Outside of the detailed charts and graphs related to the PRI polls is a very generalized poll question that asks what genre of performance makes up your customer base? As memory serves me, there is a stark contrast from previous years that prompted me to correlate the polls related to the sport of drag racing.
Digging through my master stack of PRI magazine back issues, I wanted to make a decade-long comparison between 2018 and 2008. Of course, as luck would have it, my meticulous storage of racing magazines (all 580 linear feet of shelving space) came up short on that one specific issue. Once in contact with MacGillivray, the PRI staff was able to send me electronic pages of the decade-old survey.
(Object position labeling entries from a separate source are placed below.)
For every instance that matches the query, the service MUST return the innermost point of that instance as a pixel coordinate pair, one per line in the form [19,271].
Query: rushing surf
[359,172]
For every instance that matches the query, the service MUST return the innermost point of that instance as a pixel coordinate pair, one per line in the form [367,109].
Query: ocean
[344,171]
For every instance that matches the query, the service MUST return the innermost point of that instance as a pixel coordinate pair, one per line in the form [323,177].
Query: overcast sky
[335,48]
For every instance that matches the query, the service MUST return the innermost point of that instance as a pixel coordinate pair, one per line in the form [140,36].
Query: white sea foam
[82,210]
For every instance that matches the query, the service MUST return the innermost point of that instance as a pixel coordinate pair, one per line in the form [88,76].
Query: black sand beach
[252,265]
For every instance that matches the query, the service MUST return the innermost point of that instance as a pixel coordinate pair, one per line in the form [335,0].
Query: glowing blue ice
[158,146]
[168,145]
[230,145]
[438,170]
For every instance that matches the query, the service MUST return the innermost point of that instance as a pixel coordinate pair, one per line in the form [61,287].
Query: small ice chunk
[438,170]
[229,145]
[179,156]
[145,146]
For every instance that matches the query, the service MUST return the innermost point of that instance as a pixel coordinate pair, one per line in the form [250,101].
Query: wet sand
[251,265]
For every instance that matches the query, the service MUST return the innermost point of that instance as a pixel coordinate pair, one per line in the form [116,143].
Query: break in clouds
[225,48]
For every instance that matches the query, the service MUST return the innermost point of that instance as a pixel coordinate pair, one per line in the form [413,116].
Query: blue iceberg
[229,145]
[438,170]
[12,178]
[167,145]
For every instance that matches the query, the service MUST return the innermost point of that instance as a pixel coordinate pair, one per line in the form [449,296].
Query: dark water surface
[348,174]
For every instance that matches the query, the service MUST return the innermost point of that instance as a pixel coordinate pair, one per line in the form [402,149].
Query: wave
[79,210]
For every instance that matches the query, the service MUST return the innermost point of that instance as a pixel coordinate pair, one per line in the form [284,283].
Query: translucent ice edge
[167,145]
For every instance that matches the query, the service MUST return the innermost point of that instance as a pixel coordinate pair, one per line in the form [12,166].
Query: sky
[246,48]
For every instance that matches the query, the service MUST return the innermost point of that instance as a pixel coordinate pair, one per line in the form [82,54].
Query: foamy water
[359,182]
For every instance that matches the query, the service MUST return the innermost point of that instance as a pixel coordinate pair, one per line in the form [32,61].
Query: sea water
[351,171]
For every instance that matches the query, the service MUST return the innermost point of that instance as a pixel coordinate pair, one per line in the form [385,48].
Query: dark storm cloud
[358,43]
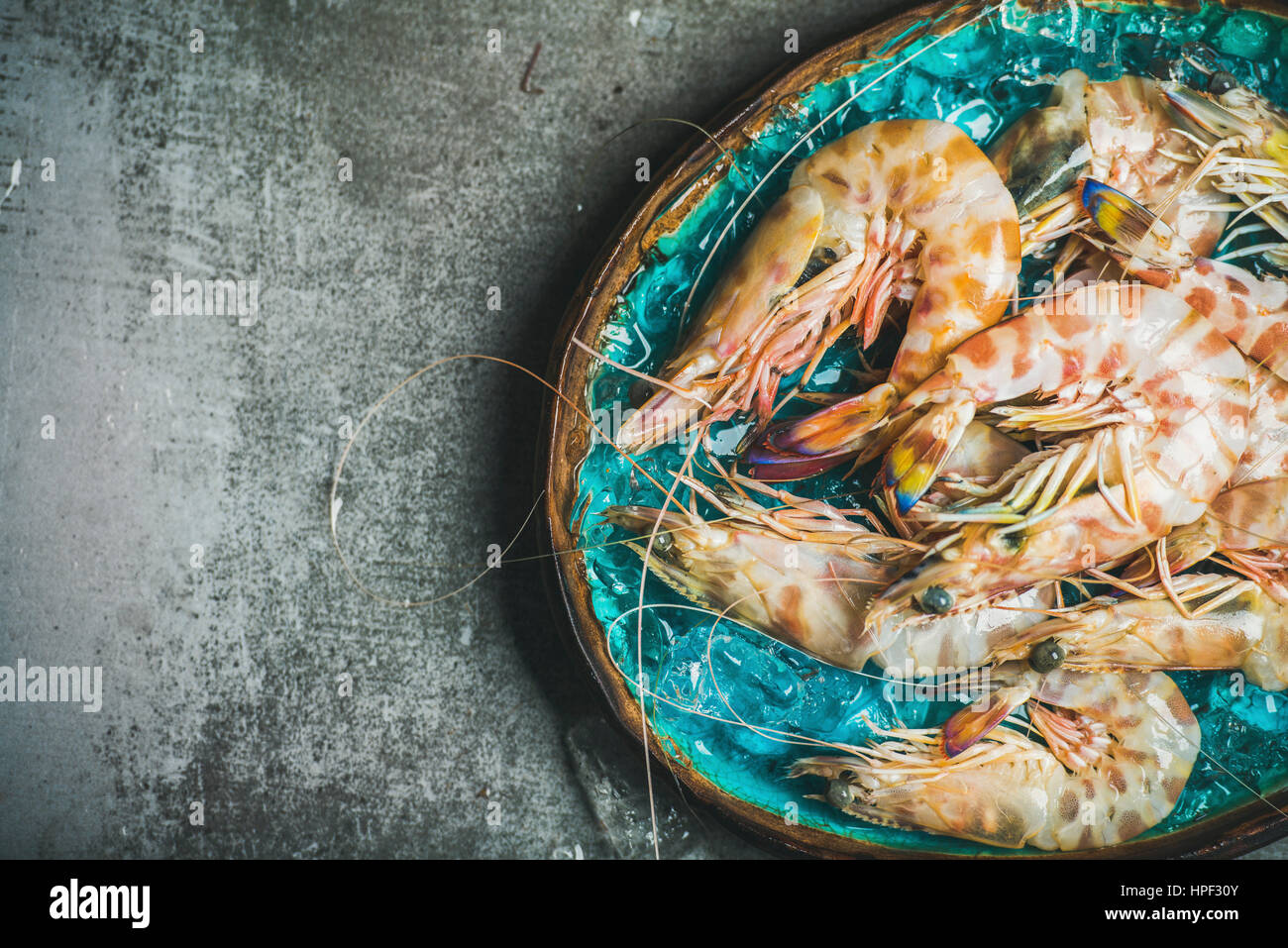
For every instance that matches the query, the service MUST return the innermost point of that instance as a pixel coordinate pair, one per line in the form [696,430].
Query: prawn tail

“I think it's important to get an accurate reflection of the markets that are out there today,” MacGillivray continues. “Beyond the general statistics, we want to provide industry-oriented readers knowledge when making decisions as far as products to stock and customers that they can reach out to and try to capture.”
It is those general questions asked by PRI such as: How is the sport of drag racing doing? In 2008, the PRI poll asked how you would describe your customer base? The answer was 38 percent (the largest percentile) attributed to drag racing while stock car racing made up 22 percent and street/strip customers made up 18 percent.
It is difficult to make a direct comparison because, over the years, the poll had changed parameters. What was the census in 2008 that divided the customer base by six options (drag racing, street/strip, stock car, road racing, open wheel, and other) has expanded now to 12 choices (drag racing, street/strip, stock car, modifieds, dirt late model, road racing, open wheel short track, pulling, off-road, marine, karting, and other.)
Connecting some additional facts from the decades include a notable similarity between the industry poll that shows the same 45 percent optimism in going sales and a reasonable indifference between equal and slowing gross sales volumes.
Jump ahead to 2018, and the poll numbers don’t lie that the past decade of drag racing has experienced growth. The eye-opener is in the street/strip category, which has soared to the number one statistic made up of 40 percent of the overall market share, with general drag racing making up 36 percent while stock car racing dropped to number three at 16 percent.
“I think it's important to get an accurate reflection of the markets as they change over the years,” MacGillivray explains. “I think that the more distinction that we can make between performance classifications, the better data we can give our readers.”
For the sake of argument within the “similar but different” polls, my direct comparison between the decades combines street/strip and drag racing as a general genre and the current three stock car categories into one that matches the 2008 poll. These illustrated charts may look confusing because, in 2008, the tables derived market share that added up to 100 percent of the votes. In 2018, the polls allowed you to check multiple boxes which display percentages far over 100 percent.